Example of prediction (forecasting) recipe
Let us assume we want to predict a country’s Gross National Income (GNI) in dollars. What kind of data do we need for the algorithm to work properly (i.e. to identify patterns) and make a prediction?
In the CSV (or Excel) file we created, we selected certain agricultural products to help us predict a country’s GNI. We considered that the production of goods is related to GNI and we attempted to build a model based on that. We did not know in advance whether a particular product would be directly related to GNI and whether it would play a greater role in forecasting.
1. Go to the Alpha + Omega (A+Ω) page and select the forecasting recipe (after registering on the platform).
2. Create a project.
3. Upload the CSV/Excel file.
4. See all file data on A+Ω.
5. Click next and select the column for which you want to make a prediction. Let’s suppose you want to predict the GNI for the year 2022. Your file does not contain data on 2022.
6. Insert hypothetical estimates for data in the remaining columns of the file for the year 2022.
7. Click on predict Gross National Income in dollars to view the result of the forecast.
Factors affecting the quality of the model and, subsequently, the result of the forecast include:
• The number of instances. The previous section listed very few (only 6) examples, however, if these 6 are found to be representative of the “truth” then the model will make correct predictions.
• The number of Features (the columns in our file). The more, the better.
• The type of Features. At least some of the Features in our file need to be representative of the “truth”. We usually do not know which ones they are; the Α+Ω recipe identifies them automatically.

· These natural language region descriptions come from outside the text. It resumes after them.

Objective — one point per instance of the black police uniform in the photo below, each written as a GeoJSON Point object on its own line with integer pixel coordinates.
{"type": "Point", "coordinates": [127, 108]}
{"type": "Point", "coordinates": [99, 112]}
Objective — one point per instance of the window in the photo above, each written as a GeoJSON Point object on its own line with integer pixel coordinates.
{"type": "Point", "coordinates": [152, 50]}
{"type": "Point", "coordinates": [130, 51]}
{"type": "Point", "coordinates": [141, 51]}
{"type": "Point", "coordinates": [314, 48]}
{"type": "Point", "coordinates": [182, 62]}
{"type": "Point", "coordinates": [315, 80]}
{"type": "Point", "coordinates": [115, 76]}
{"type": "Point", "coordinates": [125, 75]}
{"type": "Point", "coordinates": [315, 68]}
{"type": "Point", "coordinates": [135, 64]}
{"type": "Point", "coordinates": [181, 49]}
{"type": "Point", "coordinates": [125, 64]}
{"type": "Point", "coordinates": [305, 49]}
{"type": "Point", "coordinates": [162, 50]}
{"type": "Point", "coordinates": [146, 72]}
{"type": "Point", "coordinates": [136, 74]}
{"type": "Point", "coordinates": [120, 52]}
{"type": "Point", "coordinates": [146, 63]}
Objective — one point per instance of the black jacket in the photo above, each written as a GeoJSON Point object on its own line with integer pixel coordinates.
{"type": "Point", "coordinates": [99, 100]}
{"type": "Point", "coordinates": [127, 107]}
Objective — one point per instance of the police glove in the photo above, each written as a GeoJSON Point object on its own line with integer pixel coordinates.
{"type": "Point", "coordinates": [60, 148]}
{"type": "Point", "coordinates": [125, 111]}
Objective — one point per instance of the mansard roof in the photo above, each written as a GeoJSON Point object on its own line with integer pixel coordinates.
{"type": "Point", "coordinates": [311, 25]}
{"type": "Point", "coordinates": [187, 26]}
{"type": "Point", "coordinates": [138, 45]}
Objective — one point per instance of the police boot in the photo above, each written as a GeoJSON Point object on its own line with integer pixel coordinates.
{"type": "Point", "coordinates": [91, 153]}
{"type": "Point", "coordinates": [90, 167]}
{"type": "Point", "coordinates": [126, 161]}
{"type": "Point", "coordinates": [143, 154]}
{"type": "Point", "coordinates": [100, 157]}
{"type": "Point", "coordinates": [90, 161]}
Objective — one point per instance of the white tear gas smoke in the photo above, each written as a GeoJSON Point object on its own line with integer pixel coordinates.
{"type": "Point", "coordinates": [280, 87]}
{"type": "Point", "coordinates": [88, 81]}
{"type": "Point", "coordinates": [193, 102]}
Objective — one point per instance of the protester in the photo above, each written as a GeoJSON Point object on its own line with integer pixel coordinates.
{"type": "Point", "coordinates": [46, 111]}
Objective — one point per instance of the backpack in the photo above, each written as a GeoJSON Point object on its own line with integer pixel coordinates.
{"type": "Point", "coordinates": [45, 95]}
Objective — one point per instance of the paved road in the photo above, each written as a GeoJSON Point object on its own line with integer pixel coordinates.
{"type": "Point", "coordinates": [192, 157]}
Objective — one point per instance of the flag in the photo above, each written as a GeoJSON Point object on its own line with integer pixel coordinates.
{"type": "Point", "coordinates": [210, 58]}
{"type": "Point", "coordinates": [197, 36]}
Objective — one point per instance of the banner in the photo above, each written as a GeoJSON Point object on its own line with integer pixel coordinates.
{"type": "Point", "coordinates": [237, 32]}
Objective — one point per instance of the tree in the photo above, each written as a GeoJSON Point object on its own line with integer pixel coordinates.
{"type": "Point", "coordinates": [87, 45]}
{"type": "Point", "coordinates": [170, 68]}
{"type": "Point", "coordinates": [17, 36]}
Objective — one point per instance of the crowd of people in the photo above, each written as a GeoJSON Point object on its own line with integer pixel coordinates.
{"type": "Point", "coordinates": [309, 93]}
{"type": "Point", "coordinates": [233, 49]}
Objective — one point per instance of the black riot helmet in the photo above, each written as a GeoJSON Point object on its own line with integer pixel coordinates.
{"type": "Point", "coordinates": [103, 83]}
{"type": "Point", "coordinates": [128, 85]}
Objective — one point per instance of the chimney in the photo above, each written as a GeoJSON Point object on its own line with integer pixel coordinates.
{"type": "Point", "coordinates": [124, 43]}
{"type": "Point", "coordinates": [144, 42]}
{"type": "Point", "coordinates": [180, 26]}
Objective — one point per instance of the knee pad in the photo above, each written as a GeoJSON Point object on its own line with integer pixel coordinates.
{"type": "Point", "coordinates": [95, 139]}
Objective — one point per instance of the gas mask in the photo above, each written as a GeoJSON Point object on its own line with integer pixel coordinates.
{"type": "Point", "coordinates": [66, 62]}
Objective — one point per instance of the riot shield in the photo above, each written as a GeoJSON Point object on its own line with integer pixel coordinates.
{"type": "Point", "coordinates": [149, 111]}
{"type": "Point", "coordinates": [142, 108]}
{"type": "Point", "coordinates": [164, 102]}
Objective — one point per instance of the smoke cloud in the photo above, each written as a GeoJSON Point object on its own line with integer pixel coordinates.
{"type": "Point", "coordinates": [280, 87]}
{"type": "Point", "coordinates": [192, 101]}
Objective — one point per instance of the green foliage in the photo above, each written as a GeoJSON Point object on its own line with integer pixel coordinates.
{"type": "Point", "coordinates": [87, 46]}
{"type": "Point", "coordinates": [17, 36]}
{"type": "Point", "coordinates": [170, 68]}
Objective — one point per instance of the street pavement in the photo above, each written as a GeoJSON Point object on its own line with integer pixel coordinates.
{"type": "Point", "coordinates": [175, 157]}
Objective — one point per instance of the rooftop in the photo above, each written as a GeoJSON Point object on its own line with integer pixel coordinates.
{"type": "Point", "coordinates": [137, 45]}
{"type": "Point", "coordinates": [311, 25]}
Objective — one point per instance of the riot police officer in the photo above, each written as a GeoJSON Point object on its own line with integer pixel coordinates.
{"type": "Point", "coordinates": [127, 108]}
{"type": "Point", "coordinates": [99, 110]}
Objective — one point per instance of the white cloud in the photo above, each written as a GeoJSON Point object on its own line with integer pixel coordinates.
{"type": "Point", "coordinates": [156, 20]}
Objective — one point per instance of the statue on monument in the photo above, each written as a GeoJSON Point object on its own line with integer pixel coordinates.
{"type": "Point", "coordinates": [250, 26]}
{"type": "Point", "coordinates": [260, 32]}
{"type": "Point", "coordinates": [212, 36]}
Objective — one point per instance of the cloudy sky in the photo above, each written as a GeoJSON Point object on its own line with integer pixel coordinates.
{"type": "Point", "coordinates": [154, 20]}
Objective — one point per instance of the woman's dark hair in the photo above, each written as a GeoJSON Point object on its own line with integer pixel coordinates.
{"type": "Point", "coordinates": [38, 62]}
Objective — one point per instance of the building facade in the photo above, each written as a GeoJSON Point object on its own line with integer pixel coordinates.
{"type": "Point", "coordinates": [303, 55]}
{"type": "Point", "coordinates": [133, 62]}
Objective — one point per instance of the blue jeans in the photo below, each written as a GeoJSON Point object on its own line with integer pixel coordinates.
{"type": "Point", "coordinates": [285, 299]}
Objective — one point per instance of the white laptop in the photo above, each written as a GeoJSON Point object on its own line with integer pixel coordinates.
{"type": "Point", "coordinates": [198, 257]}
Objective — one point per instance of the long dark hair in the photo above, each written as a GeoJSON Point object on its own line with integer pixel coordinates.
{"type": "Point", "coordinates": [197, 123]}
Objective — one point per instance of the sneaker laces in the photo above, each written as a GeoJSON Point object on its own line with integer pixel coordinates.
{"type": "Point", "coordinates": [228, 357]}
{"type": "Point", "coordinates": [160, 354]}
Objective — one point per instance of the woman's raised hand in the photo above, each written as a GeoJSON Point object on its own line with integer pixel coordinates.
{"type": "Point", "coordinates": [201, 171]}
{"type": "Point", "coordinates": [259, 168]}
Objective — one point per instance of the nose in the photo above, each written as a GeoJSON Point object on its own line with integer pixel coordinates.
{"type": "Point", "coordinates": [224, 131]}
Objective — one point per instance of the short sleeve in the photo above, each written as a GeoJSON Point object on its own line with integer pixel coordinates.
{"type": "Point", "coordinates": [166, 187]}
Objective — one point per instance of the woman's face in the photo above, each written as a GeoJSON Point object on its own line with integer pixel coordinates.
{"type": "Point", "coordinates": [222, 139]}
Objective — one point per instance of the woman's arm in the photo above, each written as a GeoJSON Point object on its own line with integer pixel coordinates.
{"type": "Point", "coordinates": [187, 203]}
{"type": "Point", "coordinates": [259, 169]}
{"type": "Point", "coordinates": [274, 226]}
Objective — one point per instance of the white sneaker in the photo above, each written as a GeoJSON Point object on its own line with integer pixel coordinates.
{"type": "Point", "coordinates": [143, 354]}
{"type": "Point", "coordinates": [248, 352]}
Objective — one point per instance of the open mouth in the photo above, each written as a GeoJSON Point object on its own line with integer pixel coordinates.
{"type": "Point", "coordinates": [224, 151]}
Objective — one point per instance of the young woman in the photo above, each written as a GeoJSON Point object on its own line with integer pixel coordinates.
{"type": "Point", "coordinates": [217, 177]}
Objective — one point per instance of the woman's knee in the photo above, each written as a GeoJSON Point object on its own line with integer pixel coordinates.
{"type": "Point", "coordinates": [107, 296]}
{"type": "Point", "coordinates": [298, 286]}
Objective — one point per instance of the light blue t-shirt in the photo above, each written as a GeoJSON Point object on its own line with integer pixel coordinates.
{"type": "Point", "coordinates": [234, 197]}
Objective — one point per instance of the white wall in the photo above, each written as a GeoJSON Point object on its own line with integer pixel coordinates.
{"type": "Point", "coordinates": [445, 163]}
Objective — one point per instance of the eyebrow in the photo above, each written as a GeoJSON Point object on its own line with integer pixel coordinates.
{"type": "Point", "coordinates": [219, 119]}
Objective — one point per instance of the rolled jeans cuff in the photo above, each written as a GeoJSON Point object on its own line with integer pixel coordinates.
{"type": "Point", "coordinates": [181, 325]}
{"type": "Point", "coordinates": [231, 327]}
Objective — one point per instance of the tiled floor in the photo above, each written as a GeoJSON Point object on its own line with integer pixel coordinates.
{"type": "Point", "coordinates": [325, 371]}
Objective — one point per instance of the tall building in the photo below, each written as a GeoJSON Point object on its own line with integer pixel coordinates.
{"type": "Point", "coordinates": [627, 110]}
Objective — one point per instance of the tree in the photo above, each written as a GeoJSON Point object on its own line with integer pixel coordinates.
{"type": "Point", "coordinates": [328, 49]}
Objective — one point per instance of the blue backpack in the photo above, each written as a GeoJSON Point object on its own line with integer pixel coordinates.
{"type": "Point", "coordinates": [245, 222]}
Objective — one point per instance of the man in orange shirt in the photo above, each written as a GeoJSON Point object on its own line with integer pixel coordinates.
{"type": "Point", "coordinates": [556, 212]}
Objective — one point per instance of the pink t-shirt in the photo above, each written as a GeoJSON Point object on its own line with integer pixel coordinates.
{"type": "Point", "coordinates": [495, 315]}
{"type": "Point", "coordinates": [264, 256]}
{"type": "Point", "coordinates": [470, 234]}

• The selection of our file’s Features in relation to what we want to predict. For example, it seems reasonable to assume that grain production is more closely related to a country’s GNI than the annual number of marriages in a country.
•Predictions are not easy to make; they require experimentation and experience. Perhaps the most important aspect of forecasting is data modeling (the type of data we choose as Features/columns in a file):
• The number of columns needed: 2-3 columns will usually not suffice unless we are dealing with a very simple forecast. For example, if we want to predict the number of deaths caused by a pandemic, the number of cases and deaths reported in the previous days is not enough.
• The way data is linked to columns: We need columns that inform us about deaths that occurred in the previous days, e.g. “number of deaths on the previous day, number of intubations on the previous day, number of cases on the previous day,” etc. In other words, we need to adopt a time series approach. – And of course, the more data we have, the better.
If the result of our forecast still troubles us, then:
• We try to add extra Features.
• We add more instances/rows
• or we decide that we cannot make a satisfactory forecast based on the data we have at our disposal, which means we may have to change our topic or seek help from a specialist. The Α+Ω team assists users in modeling data and the topic under investigation efficiently.